The UK consumer response to the General Data Protection Regulation (GDPR) is shifting. SAS research, GDPR: The right to remain private, reveals that more people are activating their new personal data rights, and faster, than expected. At the same time, the Facebook/Cambridge Analytica data scandal has made the majority of consumers either activate their rights, or at least reassess the information they share and how organisations use it.  

 

In 2017, SAS surveyed UK consumers for their views on the regulation, revealing that 42 per cent planned to exercise their rights within a year of GDPR coming into force. However, new research from SAS shows that 31 per cent have already activated their rights over personal data, and 55 per cent will have done so within a year.

 

GDPR came into effect in May, making organisations accountable for personal data protection and giving consumers significant new powers over their personal data. These new powers include the rights to access, query and erase the data held about them by organisations.

 

One chance: the aftermath of the Facebook/Cambridge Analytica scandal

 

UK consumers have been greatly influenced by recent events, including the Facebook/Cambridge Analytica data scandal.

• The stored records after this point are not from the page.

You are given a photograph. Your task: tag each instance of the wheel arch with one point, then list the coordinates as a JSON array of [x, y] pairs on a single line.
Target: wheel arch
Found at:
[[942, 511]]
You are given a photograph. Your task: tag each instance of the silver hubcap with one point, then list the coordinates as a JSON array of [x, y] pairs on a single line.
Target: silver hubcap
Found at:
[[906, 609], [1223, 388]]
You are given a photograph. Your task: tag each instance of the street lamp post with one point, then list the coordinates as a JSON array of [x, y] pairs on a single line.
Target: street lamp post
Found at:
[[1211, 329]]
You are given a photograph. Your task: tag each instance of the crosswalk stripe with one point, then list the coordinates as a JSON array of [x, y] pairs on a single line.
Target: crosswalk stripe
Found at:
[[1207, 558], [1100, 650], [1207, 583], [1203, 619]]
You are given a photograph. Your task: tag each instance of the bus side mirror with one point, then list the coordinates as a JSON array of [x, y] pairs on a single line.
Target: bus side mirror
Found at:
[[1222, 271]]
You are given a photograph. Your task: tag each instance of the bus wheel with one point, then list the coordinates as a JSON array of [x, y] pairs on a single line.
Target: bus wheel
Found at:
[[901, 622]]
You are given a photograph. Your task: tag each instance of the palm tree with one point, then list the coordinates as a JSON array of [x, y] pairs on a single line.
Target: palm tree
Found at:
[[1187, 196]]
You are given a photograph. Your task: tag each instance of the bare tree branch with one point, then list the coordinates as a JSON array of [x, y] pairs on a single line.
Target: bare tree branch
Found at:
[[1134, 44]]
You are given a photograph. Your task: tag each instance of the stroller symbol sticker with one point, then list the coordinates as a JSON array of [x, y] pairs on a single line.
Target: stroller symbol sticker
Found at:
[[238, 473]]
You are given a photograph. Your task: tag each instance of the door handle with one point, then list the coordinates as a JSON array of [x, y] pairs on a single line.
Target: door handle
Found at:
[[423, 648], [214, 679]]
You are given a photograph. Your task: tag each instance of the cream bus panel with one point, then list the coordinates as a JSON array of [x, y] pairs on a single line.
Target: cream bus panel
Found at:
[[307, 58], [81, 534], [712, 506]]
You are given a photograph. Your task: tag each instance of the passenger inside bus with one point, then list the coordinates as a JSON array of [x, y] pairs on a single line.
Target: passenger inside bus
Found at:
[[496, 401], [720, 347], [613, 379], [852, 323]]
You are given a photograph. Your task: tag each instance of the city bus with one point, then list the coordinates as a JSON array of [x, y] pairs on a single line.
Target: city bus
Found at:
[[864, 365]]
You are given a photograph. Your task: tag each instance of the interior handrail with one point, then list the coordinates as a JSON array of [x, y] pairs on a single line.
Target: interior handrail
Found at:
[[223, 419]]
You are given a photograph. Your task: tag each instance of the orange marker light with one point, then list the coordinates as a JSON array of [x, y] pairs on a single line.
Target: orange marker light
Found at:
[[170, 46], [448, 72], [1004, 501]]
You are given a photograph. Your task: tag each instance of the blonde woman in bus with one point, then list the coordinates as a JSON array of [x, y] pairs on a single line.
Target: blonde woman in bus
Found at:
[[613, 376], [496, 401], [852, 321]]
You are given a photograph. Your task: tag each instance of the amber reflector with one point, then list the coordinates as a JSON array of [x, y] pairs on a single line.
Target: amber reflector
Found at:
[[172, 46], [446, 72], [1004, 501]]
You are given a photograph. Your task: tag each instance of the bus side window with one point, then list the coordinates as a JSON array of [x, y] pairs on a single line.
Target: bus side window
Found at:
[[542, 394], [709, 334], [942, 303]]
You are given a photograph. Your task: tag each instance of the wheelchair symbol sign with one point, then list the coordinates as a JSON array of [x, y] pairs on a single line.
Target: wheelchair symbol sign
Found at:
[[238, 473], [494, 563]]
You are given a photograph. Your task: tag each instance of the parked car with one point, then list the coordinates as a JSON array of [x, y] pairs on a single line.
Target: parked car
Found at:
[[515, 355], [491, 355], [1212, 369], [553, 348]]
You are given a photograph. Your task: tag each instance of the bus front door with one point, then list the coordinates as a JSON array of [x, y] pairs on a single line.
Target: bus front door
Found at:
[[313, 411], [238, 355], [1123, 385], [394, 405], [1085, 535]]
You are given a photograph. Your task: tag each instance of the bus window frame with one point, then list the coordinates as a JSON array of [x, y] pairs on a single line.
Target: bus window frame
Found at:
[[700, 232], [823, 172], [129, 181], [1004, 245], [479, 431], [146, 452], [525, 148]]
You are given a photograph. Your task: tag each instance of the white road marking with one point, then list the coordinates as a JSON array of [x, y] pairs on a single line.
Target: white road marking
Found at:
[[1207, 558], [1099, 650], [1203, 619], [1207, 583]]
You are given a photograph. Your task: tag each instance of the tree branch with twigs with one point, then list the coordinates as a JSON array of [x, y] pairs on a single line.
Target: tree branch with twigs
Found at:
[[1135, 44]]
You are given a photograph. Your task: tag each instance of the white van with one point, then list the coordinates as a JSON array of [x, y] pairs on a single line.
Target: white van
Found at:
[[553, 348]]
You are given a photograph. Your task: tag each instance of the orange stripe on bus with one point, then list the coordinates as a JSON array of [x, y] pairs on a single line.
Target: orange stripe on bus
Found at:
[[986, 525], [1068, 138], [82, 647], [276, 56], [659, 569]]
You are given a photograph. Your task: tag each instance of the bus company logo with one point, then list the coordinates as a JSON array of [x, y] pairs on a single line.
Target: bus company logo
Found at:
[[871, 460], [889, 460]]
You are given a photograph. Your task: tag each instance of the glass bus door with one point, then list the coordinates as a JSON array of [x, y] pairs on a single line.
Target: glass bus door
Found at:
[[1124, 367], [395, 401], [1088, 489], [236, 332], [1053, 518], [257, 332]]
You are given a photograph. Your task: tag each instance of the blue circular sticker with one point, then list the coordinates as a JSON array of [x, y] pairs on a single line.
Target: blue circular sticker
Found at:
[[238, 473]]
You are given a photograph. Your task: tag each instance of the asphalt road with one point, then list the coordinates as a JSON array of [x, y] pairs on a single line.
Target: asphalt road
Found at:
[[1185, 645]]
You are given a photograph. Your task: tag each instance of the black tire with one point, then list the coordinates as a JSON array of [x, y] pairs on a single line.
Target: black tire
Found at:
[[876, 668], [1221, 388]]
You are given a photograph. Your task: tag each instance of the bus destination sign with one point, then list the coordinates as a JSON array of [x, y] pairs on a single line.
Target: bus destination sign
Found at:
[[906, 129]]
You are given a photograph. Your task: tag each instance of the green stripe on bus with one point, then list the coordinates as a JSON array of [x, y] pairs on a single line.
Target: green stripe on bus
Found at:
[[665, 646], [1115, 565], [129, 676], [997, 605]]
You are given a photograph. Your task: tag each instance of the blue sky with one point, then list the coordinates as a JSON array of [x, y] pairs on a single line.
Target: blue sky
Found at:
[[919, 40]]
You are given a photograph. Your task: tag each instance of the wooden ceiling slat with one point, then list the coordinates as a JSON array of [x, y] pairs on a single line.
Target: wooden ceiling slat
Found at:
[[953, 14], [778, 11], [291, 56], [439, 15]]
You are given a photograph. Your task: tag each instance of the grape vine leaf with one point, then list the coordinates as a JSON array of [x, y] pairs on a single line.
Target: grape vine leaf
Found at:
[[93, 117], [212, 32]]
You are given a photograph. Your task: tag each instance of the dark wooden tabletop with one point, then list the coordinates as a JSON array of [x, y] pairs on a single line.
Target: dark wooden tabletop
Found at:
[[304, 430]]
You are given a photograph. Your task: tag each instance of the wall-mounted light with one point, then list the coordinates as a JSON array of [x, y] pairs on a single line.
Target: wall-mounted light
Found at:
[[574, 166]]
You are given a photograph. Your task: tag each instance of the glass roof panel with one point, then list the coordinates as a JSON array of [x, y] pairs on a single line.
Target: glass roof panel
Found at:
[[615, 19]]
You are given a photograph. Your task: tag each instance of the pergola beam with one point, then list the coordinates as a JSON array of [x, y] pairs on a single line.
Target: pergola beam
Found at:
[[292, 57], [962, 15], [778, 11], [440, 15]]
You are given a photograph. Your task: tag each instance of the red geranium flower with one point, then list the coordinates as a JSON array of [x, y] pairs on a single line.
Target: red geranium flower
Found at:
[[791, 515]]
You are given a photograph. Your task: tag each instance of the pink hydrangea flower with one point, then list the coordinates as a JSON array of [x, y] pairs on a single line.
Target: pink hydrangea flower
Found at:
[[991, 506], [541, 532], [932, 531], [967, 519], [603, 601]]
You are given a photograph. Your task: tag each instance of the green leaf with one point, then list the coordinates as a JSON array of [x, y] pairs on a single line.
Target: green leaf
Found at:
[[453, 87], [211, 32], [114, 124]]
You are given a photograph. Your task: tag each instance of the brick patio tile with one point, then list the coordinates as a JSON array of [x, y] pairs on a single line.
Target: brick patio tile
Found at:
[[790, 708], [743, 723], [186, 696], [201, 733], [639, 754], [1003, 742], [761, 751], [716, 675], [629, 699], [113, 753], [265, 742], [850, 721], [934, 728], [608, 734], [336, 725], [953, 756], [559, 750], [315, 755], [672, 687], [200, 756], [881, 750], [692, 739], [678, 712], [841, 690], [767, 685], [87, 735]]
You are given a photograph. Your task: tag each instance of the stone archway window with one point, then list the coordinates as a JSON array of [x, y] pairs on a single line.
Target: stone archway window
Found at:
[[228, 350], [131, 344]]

Excepting the 12 per cent who were unaware of the story, only a quarter said it had not changed their views on data privacy.

 

The vast majority (88 per cent) of consumers were aware of the scandal and, of those, 72 per cent said it had caused them to either retract data permissions, plan to share less data or review how companies use their personal information.

 

British consumers treat data sharing as a matter of trust and have a low tolerance for data mistakes or misuse, such as having their data shared with third parties without their consent. Almost half (45 per cent) would activate their data rights after only one mistake.

 

However, the research shows that companies can win customers back through respecting data privacy and consent. Customers are most trusting of organisations that promise they will not share data with third parties (39 per cent) or will not misuse their data (36 per cent).

 

David Smith, Head of GDPR technology at SAS UK and Ireland, said: “Organisations only have one chance to get GDPR right. UK customers are embracing their new data rights faster than expected, making now a dangerous time for companies scrambling to achieve GDPR parity.

 

“Businesses that fail to respect their customers or their data risk losing both, sacrificing their competitive advantage and hurting the bottom line. Transparent data management and analytics are crucial, not only to achieve compliance but to provide personalised customer experiences that make consumers more willing to share their data.”

 

A wake-up call for businesses

 

Not all sectors have been evenly affected by GDPR. In particular, social media companies and retailers will struggle to manage the number of incoming data requests from customers. These companies are also the most likely to have their customer data erased or withdrawn from marketing purposes.

 

Other findings from the research include:

• Around 35 per cent of consumers have, or intend, to remove their data from social media companies and retailers
• The greatest number of consumers object to social media companies (43 per cent) and retailers (41 per cent) using their personal data for marketing purposes - supermarkets (37 per cent), insurers (35 per cent) and energy providers (34 per cent) follow closely behind
• Receiving unwanted emails from companies is the public’s most-hated data mistake, with 57 per cent of consumers objecting to it
• Over half (54 per cent) of consumers also strongly object to their data being shared with third parties.